Если гость также любил Трабукко, ему назавтра же посылались с лакеем две коробки отборных.
Разговор велся пониженным голосом; Родоканаки был внимателен и относился серьезно даже к вопросу о Жанетте. В судьбе ее принимал участие министр финансов, и предметом беседы как бы выражалось уважение к собеседнику. По части винных откупов Родоканаки считался самым сильным диалектиком. Он не любил, когда лакей докладывал о срочном деле.
- Меня нет дома, - говорил он сдержанно и не оборачиваясь.
А при прощании говорилось что нужно, и если условия заинтересованных лиц бывали приемлемы, - все кончалось. Если же нет, - производились розыски, знакомства, обходные действия и подыскивалось более важное и при этом более сговорчивое лицо.
Все происходило перед лицом прочных деревянных стен, паркетов, старых ковров и коллекции китайской бронзы и имело спокойный и глубоко основательный, даже исторический вид. И действительно, у каждой вещи была своя история - пивную кружку на камине подарил князь Бутера в Карлсбаде, а бронза - из Китая.
- Негоциант, - говорили со вздохом очарованные лица.
Так бывало, когда дело шло о каком-либо одном ясном деле.
Когда же дело по сфере действий было рассеянное или даже неуловимое, когда предстояло еще наметить лиц, нащупать их привычки и уловить моральный курс дня, - давался вечер, бал. Главное внимание уделялось дамам, и тут бывали простые, верные комбинации. В это время учреждались и раскассировывались разом многие комиссии, комитеты и пр., выплывали новые люди, и дамы являлись тою общею почвою и предметом, которые объединяли самые различные ведомства, утратившие единый язык. У самых чиновных лиц был принят легкий тон.
На этот раз были созваны самые видные питейные деятели, один молодой по юстиции, один действительный по финансам, несколько чужих жен, литература, карикатуристы.
22
С внешней стороны бал удался. Принужденности не было, а только полное внимание к чину или заслугам. Лакеи разносили лимонад и содовую воду. Подавались пулярды по-неаполитански, рябчики в папильотах, яйца в шубке по методе барона Фелкерзама. У Родоканаки был славный повар.

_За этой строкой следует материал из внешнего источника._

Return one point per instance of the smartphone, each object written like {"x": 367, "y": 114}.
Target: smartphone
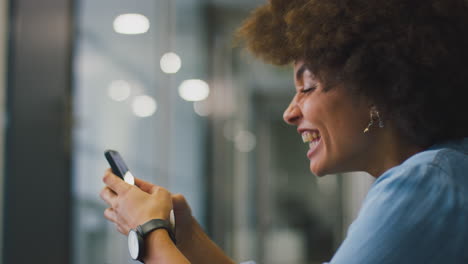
{"x": 118, "y": 166}
{"x": 120, "y": 169}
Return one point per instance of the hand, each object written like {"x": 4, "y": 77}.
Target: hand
{"x": 131, "y": 206}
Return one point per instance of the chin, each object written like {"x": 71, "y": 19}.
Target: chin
{"x": 321, "y": 170}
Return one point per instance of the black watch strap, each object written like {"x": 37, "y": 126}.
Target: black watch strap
{"x": 155, "y": 224}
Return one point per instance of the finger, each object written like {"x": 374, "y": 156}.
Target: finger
{"x": 122, "y": 230}
{"x": 114, "y": 182}
{"x": 110, "y": 215}
{"x": 180, "y": 205}
{"x": 143, "y": 185}
{"x": 108, "y": 196}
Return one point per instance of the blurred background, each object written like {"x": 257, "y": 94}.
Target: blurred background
{"x": 162, "y": 83}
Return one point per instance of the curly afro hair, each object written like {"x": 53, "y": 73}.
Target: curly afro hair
{"x": 409, "y": 57}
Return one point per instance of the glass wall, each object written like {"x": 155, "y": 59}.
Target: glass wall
{"x": 124, "y": 100}
{"x": 242, "y": 169}
{"x": 3, "y": 73}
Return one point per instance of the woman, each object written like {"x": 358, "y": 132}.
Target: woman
{"x": 380, "y": 86}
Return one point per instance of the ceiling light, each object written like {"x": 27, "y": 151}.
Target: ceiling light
{"x": 170, "y": 63}
{"x": 194, "y": 90}
{"x": 131, "y": 24}
{"x": 201, "y": 108}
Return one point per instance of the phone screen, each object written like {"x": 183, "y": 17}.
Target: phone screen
{"x": 118, "y": 166}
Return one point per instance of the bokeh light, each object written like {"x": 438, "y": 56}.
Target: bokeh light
{"x": 194, "y": 90}
{"x": 131, "y": 24}
{"x": 170, "y": 63}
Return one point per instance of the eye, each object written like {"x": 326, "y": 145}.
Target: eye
{"x": 308, "y": 89}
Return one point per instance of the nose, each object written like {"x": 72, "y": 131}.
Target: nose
{"x": 293, "y": 113}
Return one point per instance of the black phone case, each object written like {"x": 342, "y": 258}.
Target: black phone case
{"x": 116, "y": 162}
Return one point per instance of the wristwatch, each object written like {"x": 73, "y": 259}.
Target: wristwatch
{"x": 136, "y": 236}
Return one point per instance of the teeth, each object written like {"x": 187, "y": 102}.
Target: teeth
{"x": 315, "y": 135}
{"x": 307, "y": 137}
{"x": 313, "y": 144}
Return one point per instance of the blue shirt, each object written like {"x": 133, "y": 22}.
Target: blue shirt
{"x": 416, "y": 212}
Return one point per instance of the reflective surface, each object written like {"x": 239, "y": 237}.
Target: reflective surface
{"x": 242, "y": 169}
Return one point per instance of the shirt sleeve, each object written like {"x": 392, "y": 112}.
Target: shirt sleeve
{"x": 408, "y": 217}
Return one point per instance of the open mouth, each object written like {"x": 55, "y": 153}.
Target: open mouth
{"x": 312, "y": 138}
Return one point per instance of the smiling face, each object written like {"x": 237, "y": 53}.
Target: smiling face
{"x": 331, "y": 123}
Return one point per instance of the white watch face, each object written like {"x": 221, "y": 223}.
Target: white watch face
{"x": 133, "y": 246}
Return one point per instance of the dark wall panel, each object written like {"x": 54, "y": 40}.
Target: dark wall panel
{"x": 37, "y": 178}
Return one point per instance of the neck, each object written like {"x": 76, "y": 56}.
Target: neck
{"x": 390, "y": 151}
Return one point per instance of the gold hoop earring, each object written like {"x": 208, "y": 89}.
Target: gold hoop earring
{"x": 374, "y": 117}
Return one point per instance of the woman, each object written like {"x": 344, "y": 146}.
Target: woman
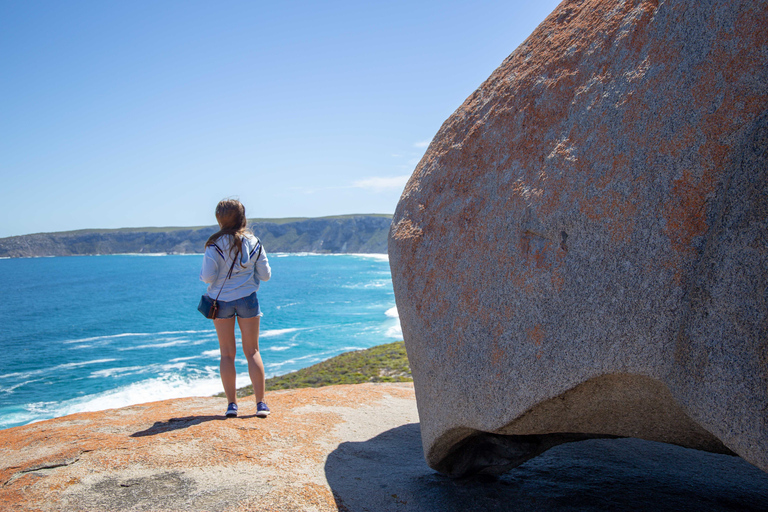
{"x": 235, "y": 247}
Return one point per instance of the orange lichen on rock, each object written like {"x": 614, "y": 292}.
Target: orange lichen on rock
{"x": 118, "y": 459}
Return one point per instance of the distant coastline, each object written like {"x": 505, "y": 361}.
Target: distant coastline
{"x": 342, "y": 234}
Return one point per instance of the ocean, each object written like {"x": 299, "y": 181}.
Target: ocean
{"x": 88, "y": 333}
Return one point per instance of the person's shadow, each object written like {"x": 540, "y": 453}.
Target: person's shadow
{"x": 180, "y": 423}
{"x": 389, "y": 473}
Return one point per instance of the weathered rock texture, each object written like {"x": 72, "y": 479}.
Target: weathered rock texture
{"x": 582, "y": 251}
{"x": 185, "y": 455}
{"x": 338, "y": 448}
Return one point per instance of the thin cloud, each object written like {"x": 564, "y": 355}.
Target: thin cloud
{"x": 379, "y": 184}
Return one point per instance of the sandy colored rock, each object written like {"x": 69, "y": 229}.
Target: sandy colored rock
{"x": 185, "y": 455}
{"x": 338, "y": 448}
{"x": 582, "y": 250}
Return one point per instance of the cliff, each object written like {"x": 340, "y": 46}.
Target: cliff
{"x": 348, "y": 448}
{"x": 338, "y": 234}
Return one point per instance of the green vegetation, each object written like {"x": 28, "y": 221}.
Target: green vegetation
{"x": 383, "y": 363}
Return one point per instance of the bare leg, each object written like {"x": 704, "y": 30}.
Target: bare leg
{"x": 249, "y": 329}
{"x": 225, "y": 329}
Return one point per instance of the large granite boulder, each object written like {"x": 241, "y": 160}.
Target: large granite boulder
{"x": 582, "y": 251}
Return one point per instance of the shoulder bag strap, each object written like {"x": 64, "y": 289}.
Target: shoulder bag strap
{"x": 228, "y": 275}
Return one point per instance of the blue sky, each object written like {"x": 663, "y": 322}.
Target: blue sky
{"x": 145, "y": 113}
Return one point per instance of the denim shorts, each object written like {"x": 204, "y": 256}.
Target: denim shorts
{"x": 247, "y": 307}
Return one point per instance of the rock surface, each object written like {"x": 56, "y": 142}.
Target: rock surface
{"x": 582, "y": 251}
{"x": 341, "y": 234}
{"x": 348, "y": 448}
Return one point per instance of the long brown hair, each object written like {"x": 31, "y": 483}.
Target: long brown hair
{"x": 231, "y": 216}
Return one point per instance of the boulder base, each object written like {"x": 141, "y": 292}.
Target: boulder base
{"x": 582, "y": 250}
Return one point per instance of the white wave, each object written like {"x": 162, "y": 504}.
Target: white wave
{"x": 168, "y": 343}
{"x": 150, "y": 390}
{"x": 128, "y": 334}
{"x": 11, "y": 389}
{"x": 141, "y": 254}
{"x": 113, "y": 372}
{"x": 188, "y": 358}
{"x": 64, "y": 366}
{"x": 395, "y": 332}
{"x": 371, "y": 256}
{"x": 280, "y": 348}
{"x": 270, "y": 333}
{"x": 379, "y": 283}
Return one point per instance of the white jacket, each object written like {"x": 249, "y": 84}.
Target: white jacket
{"x": 248, "y": 272}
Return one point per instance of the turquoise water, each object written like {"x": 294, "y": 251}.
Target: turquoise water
{"x": 97, "y": 332}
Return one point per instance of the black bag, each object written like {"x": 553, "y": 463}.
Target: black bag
{"x": 208, "y": 306}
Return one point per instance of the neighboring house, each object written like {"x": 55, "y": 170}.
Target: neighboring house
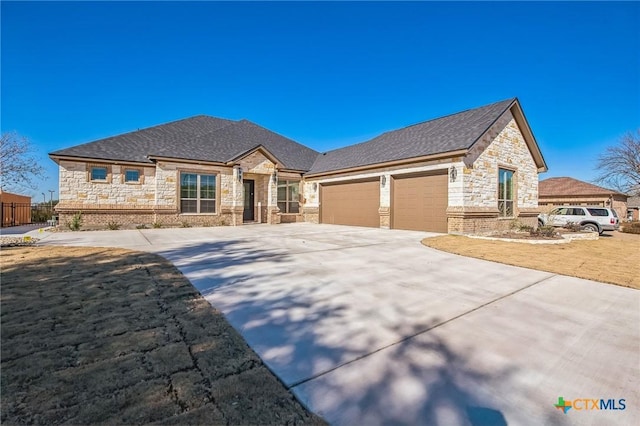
{"x": 568, "y": 191}
{"x": 474, "y": 171}
{"x": 16, "y": 209}
{"x": 633, "y": 208}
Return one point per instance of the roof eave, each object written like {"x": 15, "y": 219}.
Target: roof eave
{"x": 439, "y": 156}
{"x": 57, "y": 158}
{"x": 259, "y": 148}
{"x": 185, "y": 160}
{"x": 527, "y": 134}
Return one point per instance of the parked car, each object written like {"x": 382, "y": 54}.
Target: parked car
{"x": 590, "y": 218}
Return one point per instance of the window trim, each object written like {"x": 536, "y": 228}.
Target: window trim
{"x": 288, "y": 183}
{"x": 198, "y": 173}
{"x": 92, "y": 166}
{"x": 502, "y": 214}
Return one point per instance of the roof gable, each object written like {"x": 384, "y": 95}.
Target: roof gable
{"x": 136, "y": 146}
{"x": 199, "y": 138}
{"x": 566, "y": 186}
{"x": 448, "y": 134}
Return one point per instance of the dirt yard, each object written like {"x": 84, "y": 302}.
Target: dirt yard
{"x": 114, "y": 336}
{"x": 614, "y": 258}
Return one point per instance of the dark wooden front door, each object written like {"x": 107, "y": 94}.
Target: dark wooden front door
{"x": 249, "y": 198}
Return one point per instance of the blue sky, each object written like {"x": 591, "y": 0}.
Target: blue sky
{"x": 324, "y": 74}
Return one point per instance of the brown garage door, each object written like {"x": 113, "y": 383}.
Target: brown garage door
{"x": 420, "y": 203}
{"x": 351, "y": 204}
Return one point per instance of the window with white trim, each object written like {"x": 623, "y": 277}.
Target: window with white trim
{"x": 288, "y": 198}
{"x": 505, "y": 192}
{"x": 99, "y": 173}
{"x": 132, "y": 175}
{"x": 197, "y": 193}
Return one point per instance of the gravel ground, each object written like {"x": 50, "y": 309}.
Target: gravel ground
{"x": 13, "y": 241}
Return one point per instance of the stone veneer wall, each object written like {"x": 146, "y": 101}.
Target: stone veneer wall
{"x": 473, "y": 196}
{"x": 155, "y": 199}
{"x": 477, "y": 210}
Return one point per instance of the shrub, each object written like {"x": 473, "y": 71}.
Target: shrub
{"x": 76, "y": 222}
{"x": 631, "y": 228}
{"x": 543, "y": 231}
{"x": 572, "y": 226}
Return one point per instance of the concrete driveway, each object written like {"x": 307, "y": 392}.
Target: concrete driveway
{"x": 367, "y": 326}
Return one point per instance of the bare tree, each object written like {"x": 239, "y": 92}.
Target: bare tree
{"x": 18, "y": 166}
{"x": 619, "y": 165}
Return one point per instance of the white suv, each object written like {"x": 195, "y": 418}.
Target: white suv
{"x": 590, "y": 218}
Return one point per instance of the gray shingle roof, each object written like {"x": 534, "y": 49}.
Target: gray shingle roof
{"x": 213, "y": 139}
{"x": 450, "y": 133}
{"x": 135, "y": 146}
{"x": 229, "y": 142}
{"x": 197, "y": 138}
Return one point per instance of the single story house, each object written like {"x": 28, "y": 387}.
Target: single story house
{"x": 474, "y": 171}
{"x": 561, "y": 191}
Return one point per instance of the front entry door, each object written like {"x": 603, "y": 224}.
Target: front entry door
{"x": 249, "y": 189}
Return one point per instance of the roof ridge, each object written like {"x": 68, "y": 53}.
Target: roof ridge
{"x": 419, "y": 123}
{"x": 451, "y": 115}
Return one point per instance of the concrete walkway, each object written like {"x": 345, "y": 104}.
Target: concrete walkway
{"x": 367, "y": 326}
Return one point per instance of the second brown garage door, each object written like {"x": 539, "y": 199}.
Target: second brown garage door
{"x": 420, "y": 203}
{"x": 354, "y": 203}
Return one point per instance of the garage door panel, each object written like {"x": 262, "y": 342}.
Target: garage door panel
{"x": 420, "y": 203}
{"x": 353, "y": 204}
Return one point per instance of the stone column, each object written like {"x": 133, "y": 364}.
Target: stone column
{"x": 237, "y": 203}
{"x": 273, "y": 216}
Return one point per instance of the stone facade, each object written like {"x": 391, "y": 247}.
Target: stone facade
{"x": 474, "y": 208}
{"x": 472, "y": 200}
{"x": 155, "y": 198}
{"x": 473, "y": 195}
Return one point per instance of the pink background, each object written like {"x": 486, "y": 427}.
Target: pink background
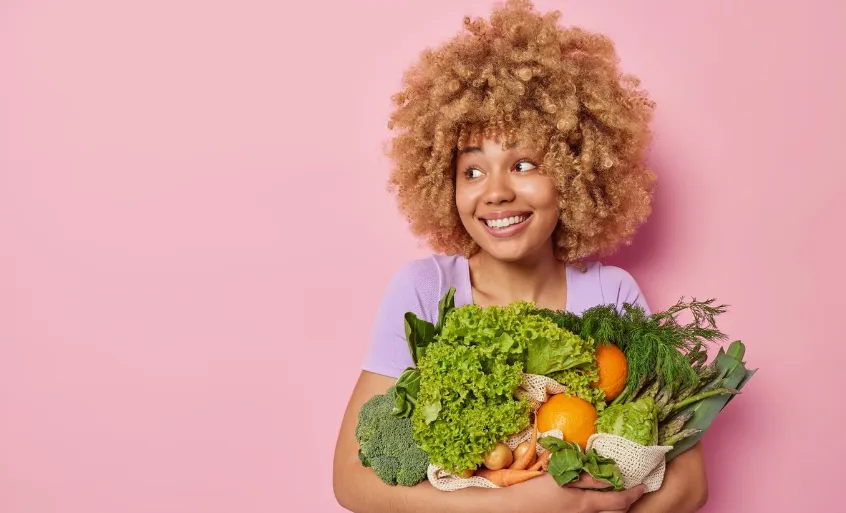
{"x": 186, "y": 187}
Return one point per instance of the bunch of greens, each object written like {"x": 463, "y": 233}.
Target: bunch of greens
{"x": 536, "y": 341}
{"x": 656, "y": 346}
{"x": 671, "y": 395}
{"x": 461, "y": 395}
{"x": 567, "y": 462}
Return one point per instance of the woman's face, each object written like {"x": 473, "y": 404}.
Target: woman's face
{"x": 505, "y": 204}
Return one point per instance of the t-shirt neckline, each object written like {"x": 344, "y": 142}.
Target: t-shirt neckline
{"x": 467, "y": 288}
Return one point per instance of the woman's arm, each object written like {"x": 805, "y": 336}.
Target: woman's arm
{"x": 685, "y": 486}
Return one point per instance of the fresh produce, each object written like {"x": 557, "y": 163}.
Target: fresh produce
{"x": 468, "y": 369}
{"x": 508, "y": 477}
{"x": 686, "y": 419}
{"x": 568, "y": 461}
{"x": 656, "y": 346}
{"x": 573, "y": 416}
{"x": 466, "y": 403}
{"x": 527, "y": 457}
{"x": 636, "y": 421}
{"x": 638, "y": 376}
{"x": 499, "y": 457}
{"x": 386, "y": 443}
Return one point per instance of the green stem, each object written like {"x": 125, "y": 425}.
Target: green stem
{"x": 703, "y": 395}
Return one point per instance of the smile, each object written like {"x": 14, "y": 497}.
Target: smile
{"x": 506, "y": 222}
{"x": 506, "y": 226}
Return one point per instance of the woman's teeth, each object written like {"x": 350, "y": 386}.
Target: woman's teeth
{"x": 504, "y": 223}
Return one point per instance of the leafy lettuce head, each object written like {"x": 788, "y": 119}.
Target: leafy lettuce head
{"x": 636, "y": 421}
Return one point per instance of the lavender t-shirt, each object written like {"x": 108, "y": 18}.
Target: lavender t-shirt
{"x": 420, "y": 284}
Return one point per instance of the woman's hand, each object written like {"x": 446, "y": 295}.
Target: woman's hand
{"x": 543, "y": 495}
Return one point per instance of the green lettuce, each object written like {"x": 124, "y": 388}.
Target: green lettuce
{"x": 568, "y": 461}
{"x": 636, "y": 421}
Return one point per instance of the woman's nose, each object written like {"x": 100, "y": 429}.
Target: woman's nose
{"x": 499, "y": 189}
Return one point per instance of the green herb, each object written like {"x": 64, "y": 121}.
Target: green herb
{"x": 466, "y": 402}
{"x": 636, "y": 421}
{"x": 386, "y": 443}
{"x": 732, "y": 376}
{"x": 654, "y": 345}
{"x": 568, "y": 461}
{"x": 407, "y": 388}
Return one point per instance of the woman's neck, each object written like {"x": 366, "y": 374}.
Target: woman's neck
{"x": 540, "y": 279}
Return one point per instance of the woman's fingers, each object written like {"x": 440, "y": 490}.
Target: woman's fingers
{"x": 612, "y": 501}
{"x": 588, "y": 481}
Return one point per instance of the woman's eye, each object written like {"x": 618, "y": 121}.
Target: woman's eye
{"x": 524, "y": 166}
{"x": 472, "y": 173}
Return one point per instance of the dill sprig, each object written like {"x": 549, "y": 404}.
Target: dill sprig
{"x": 658, "y": 347}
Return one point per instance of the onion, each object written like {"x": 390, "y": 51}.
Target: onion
{"x": 499, "y": 457}
{"x": 522, "y": 448}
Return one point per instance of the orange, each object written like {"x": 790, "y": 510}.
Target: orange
{"x": 572, "y": 415}
{"x": 613, "y": 370}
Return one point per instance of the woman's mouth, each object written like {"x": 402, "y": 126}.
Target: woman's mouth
{"x": 506, "y": 226}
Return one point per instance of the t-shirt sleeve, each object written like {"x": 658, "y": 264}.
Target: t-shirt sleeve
{"x": 619, "y": 287}
{"x": 411, "y": 289}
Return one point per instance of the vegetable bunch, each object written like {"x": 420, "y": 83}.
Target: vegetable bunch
{"x": 468, "y": 369}
{"x": 458, "y": 403}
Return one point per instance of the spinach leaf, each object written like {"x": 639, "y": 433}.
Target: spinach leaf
{"x": 419, "y": 333}
{"x": 407, "y": 387}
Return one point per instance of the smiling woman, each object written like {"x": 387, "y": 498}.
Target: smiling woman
{"x": 507, "y": 207}
{"x": 518, "y": 155}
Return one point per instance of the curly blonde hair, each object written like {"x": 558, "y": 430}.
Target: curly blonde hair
{"x": 521, "y": 79}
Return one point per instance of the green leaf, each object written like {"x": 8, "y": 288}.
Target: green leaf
{"x": 555, "y": 444}
{"x": 446, "y": 304}
{"x": 557, "y": 350}
{"x": 603, "y": 469}
{"x": 705, "y": 411}
{"x": 419, "y": 334}
{"x": 431, "y": 411}
{"x": 565, "y": 465}
{"x": 407, "y": 387}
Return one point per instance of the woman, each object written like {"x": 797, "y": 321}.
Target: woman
{"x": 518, "y": 157}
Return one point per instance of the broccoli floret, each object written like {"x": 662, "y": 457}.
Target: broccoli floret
{"x": 386, "y": 443}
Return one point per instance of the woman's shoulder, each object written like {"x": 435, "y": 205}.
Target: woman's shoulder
{"x": 421, "y": 282}
{"x": 601, "y": 283}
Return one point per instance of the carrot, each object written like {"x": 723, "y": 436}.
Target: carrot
{"x": 543, "y": 461}
{"x": 508, "y": 477}
{"x": 525, "y": 459}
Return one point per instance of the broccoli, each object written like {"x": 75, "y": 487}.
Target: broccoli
{"x": 386, "y": 444}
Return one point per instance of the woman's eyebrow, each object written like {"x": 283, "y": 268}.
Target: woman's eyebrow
{"x": 477, "y": 149}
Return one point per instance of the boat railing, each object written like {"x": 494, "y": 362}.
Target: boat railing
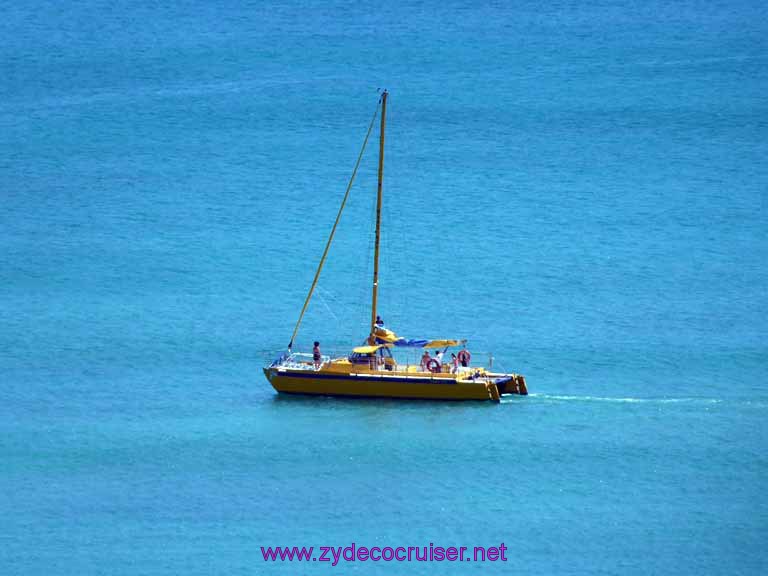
{"x": 299, "y": 361}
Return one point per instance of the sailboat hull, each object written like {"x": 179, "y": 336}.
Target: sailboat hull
{"x": 381, "y": 385}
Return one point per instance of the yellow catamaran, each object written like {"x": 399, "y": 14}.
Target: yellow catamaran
{"x": 372, "y": 370}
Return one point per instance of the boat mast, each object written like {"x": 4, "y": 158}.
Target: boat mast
{"x": 372, "y": 338}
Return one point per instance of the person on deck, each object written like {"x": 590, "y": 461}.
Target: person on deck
{"x": 425, "y": 358}
{"x": 316, "y": 356}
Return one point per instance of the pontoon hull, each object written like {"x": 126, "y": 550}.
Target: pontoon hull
{"x": 383, "y": 385}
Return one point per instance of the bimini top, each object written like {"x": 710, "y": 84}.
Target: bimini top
{"x": 386, "y": 337}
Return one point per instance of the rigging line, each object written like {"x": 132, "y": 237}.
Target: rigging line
{"x": 333, "y": 230}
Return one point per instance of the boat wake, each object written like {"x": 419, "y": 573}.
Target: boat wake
{"x": 628, "y": 400}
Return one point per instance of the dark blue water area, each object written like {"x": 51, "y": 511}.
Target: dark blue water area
{"x": 577, "y": 188}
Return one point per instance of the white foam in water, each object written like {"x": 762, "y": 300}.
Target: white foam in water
{"x": 627, "y": 400}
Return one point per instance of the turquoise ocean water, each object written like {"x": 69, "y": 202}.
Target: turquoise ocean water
{"x": 578, "y": 188}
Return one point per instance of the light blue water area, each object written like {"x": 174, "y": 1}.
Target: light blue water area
{"x": 578, "y": 188}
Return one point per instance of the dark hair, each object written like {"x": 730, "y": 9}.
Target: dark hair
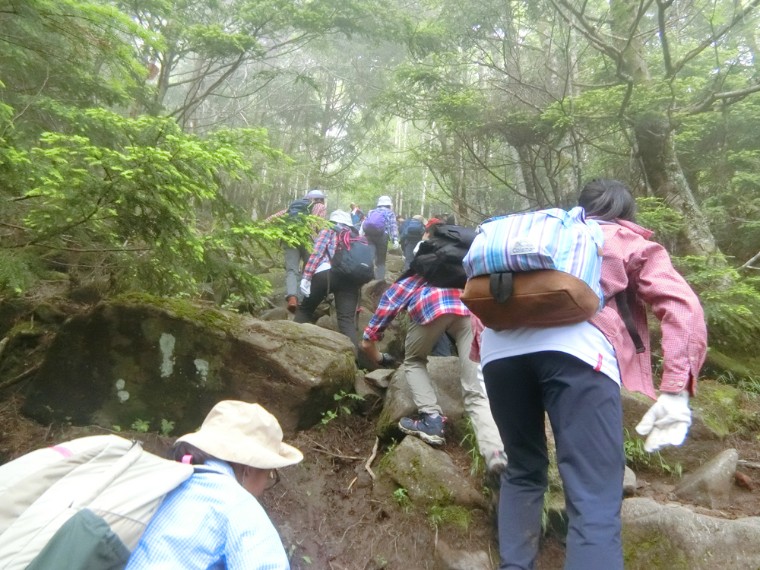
{"x": 608, "y": 200}
{"x": 182, "y": 448}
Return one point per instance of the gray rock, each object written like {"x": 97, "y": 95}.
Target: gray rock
{"x": 156, "y": 360}
{"x": 711, "y": 484}
{"x": 629, "y": 482}
{"x": 380, "y": 378}
{"x": 673, "y": 536}
{"x": 398, "y": 399}
{"x": 448, "y": 558}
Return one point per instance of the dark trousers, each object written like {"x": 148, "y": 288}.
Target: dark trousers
{"x": 586, "y": 418}
{"x": 346, "y": 301}
{"x": 407, "y": 246}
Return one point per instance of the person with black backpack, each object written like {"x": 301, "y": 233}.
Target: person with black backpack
{"x": 573, "y": 373}
{"x": 429, "y": 292}
{"x": 313, "y": 204}
{"x": 340, "y": 264}
{"x": 411, "y": 233}
{"x": 380, "y": 226}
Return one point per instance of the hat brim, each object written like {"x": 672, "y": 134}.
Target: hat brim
{"x": 249, "y": 452}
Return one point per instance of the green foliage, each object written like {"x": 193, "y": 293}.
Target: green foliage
{"x": 167, "y": 426}
{"x": 470, "y": 443}
{"x": 142, "y": 200}
{"x": 731, "y": 303}
{"x": 140, "y": 426}
{"x": 637, "y": 458}
{"x": 345, "y": 402}
{"x": 401, "y": 496}
{"x": 654, "y": 214}
{"x": 455, "y": 515}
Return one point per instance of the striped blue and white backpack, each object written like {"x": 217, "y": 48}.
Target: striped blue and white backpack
{"x": 536, "y": 269}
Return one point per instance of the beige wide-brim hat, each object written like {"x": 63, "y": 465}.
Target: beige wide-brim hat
{"x": 243, "y": 433}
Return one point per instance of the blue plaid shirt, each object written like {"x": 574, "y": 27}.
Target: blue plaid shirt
{"x": 422, "y": 301}
{"x": 210, "y": 521}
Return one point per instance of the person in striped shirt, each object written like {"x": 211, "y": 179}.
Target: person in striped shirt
{"x": 434, "y": 311}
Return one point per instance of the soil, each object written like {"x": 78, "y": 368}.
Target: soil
{"x": 330, "y": 513}
{"x": 331, "y": 516}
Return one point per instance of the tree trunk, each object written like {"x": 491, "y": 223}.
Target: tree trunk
{"x": 654, "y": 137}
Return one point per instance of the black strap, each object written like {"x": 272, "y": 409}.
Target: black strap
{"x": 501, "y": 286}
{"x": 623, "y": 300}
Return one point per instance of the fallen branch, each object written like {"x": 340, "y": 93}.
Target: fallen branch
{"x": 326, "y": 451}
{"x": 368, "y": 464}
{"x": 25, "y": 374}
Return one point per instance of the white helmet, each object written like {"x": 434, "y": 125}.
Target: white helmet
{"x": 315, "y": 195}
{"x": 341, "y": 217}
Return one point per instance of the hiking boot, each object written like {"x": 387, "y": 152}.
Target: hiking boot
{"x": 428, "y": 428}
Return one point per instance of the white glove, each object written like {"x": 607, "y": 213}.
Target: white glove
{"x": 666, "y": 422}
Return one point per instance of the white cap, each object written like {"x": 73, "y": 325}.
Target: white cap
{"x": 341, "y": 217}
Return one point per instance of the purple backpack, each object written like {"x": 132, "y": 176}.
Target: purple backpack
{"x": 374, "y": 224}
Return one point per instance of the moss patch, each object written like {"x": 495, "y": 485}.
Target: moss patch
{"x": 205, "y": 316}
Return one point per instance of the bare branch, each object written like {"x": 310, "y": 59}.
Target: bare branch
{"x": 738, "y": 17}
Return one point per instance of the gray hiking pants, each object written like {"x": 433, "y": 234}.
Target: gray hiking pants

Каждое блюдо имело свою историю: устрицы из Остенде, вина от Депре.
У самого буфета черного дерева сидела госпожа Родоканаки в вуалевом платье, средних лет, обычно таившаяся в задних комнатах, исполнявшая роль хозяйки.
Из питейных деятелей пришли: в черном фраке Уткин, Лихарев и барон Фитингоф (подставное лицо). Уткин был человек, умевший изворачиваться как никто, но по самолюбию попадал в ложные положения: лез в литературу. Дал деньги на издание журнала с политипажами, а там вдруг появилась карикатура на него же. Лихарев был московской школы, в поддевке, с улыбающимся лицом, стриженный в скобку. Барон Фитингоф был подставное лицо, брюки в обтяжку.
Дива, госпожа Шютц, пропела руладу из "Idol mio" 1 и тотчас уехала, получив вознаграждение в конверте. Поэт прочел стихотворение о новейших танцах:
Шибче лейся, быстрое аллегро!
В танцах нет покорности судьбам!
Кавалеры, черные, как негры,
Майских бабочек ловите - дам!
1 "Мой идол" (итал.).
Чужая жена хлопнула его веером по руке.
- Ах, как Матрена скинула шапочку: "Улане, улане!"
- Поживите, Клеопатра Ивановна, у нас в Петербурге, полюбуйтесь этою ежечасною прибавкою изящного к изящному.
- Том Пус лилипут, это совершенно справедливо, но он и генерал. Ему пожаловано звание генерала. Как же! В прошлом году.
- И вот она подходит ко мне: а в Карлсбаде все девицы в форменных кепи и белых мундирах - там строго.
- Звонит в колокольчик, ест вилкой. На вопрос, сколько ему лет, лает три раза. Пишет свое имя: Эмиль, и уходит на задних лапах.
- Она сказала ему: ваше сиятельство, если вам не нравится мой голос, вы должны уважать мои телесные грации.
- Теперь шелк для дам будут делать из иван-чая. Уже продают акции.
- Это другое дело. Это иван-чай.
И все же Родоканаки был обеспокоен.
Кой-кто не явился, чужих жен и поэтов пришло слишком много. Жанетта с Искусственных минеральных, на которую возлагались надежды по особой ее близости с министром финансов, отлучилась на гастроли. Юстиция прислала извинение, а тайный напустил такого холоду и туману, что остальные, из разных комиссий, почувствовали каждый служебные обязанности. Знаменитый уютный характер Родоканакиных вечеров как бы изменился. Испортился стиль. Одна дама с плотным усестом была положительно развязна. Литераторы много пили. Чувствовалось, что образовался тайный холодок, пустота, и испытанный барометр - Пантелеев из комиссии смотрел по сторонам слишком бегло и кисло.
Ушли раньше обычного.
Тогда, оставив чужих жен и карикатуристов доедать пулярды, Родоканаки незаметно увел к себе в кабинет питейных деятелей: Уткина, Лихарева и барона Фитин-гофа (подставное лицо).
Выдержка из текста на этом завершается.